Pour moi, ce ne serait pas la cerise sur le gâteau, mais un aboutissement logique de tous les efforts et de la progression constante de notre équipe, de notre fédération qui ont été faits ces dernières années, sous la houlette de Aliou avec l’appui aussi de l’Etat, il ne faut pas l’oublier. Aujourd’hui, gagner ce trophée, serait l’aboutissement de tout ce travail qui a été fait. C’est pour cela que nous sommes plus que motivés. Mais nous ne dormons pas sur nos lauriers. La finale n’était pas une fin en soi, c’était une étape qu’on voulait atteindre. On y est. On reste soudés, humbles, sérieux, mais forts dans nos têtes pour pouvoir relever ce défi.
On va retrouver l’Algérie, la seule équipe qui a battu le Sénégal dans ce tournoi. La tâche ne sera pas facile pour les Lions ?
Ç’aurait été difficile aussi, si on les avait battus, donc je ne vois pas le problème. C’était un match de poule. Mais là, c’est une finale. Chacun tirera les leçons du passé et je sais que les enseignements que nous tirerons, nous permettrons de faire en sorte que ce match soit à notre avantage.

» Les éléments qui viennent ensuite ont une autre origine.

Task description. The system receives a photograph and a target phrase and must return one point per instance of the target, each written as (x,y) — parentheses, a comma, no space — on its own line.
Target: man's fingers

Malheureusement, le défenseur Kalidou Kouli­baly sera privé de finale pour cause de suspension suite à un cumul de cartons. Est-ce que la Fédération compte faire appel auprès de la Caf pour lui permettre de participer à cette finale ?

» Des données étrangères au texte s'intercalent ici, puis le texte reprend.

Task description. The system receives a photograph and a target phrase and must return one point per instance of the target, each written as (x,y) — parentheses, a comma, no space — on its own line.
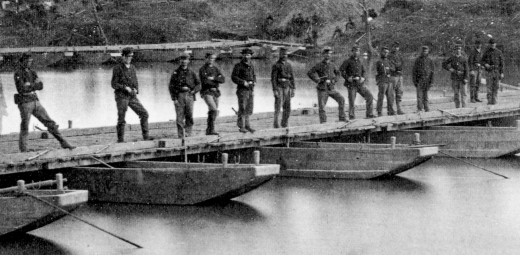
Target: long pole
(80,219)
(471,164)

Au stade où je vous parle, rien n’a été fait. Donc au moment où on se parle, il est éliminé. Je pense que le coach avait prévu toutes les éventualités. Sur le plan nominal, c’est une grosse perte, mais je pense que ses coéquipiers vont en faire un atout puisqu’ils vont se mobiliser et vont jouer pour lui. Je suis sûr que ce sera un plus.

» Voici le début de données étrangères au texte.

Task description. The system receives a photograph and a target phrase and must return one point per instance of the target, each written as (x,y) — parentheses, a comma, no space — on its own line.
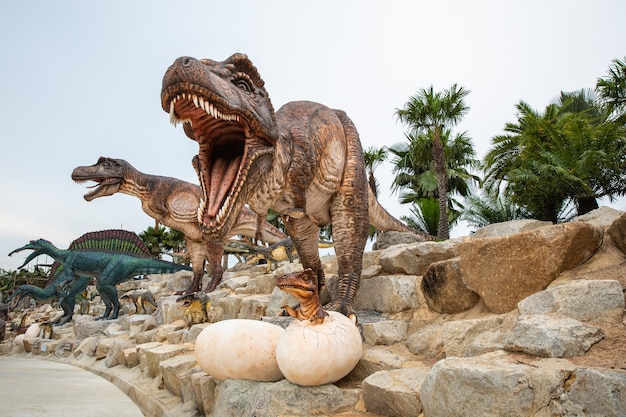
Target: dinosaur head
(225,108)
(302,285)
(39,247)
(108,173)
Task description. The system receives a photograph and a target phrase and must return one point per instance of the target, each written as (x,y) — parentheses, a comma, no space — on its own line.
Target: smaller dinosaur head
(107,173)
(302,284)
(39,247)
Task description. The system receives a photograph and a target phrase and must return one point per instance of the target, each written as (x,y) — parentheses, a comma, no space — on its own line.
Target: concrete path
(36,387)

Ce qui veut dire que la Fédération ne compte pas faire appel ?
A ce stade, rien n’a été décidé par rapport à ça.
On annonce la présence du gardien Edouard Mendy à cette finale. Vous confirmez ?
Oui bien sûr ! On avait déjà convenu avant qu’il ne parte que si son opération se passait bien, il viendrait participer à la fête, si nous arrivions au bout. On y est ! Donc, on espère que médicalement, il n’y aura pas d’obstacle à ce qu’il soit là. C’est notre vœu le plus cher. D’ailleurs, je m’en vais l’appeler tout à l’heure (hier matin) pour cela. C’est important qu’il soit là. Et quand ses partenaires le verront, ça va les motiver davantage. Ils vont jouer pour Kalidou et Edouard pour gagner ce trophée ensemble.
Un mot sur le décès du Secrétaire général du Parti Socialiste, Ousmane Tanor Dieng, un grand supporter de l’Equipe nationale…
C’est une énorme perte pour le football sénégalais qui a perdu un ardent supporter, un ardent amateur. Aussi longtemps que je me souvienne, avant même d’être président de la Fédération, je l’ai toujours trouvé, dans la loge, à tous les matchs du Sénégal. Il était même devenu un ardent défenseur de notre Fédération et de l’Equipe nationale. Il était de tous les combats. Il nous encourageait match après match. Il nous envoyait des messages, notamment à Abdoulaye Sow (vice-président de la Fédé) dont il était très proche. Aujourd’hui, c’est le Sénégal du football et du sport qui perd un membre de sa famille, mais aussi le Sénégal tout entier parce que c’est un homme de dimension très élevée qui a su apporter sa pierre à la construction de cette politique administrative de ce pays. Paix à son âme. Et surtout le meilleur hommage qu’on peut lui rendre, c’est justement, au moment où il vient de se reposer, qu’on puisse dans quelques jours, lui dédier ce trophée. Ce sera le meilleur hommage qu’on pourra lui rendre à travers le football que de lui offrir une Coupe d’Afrique.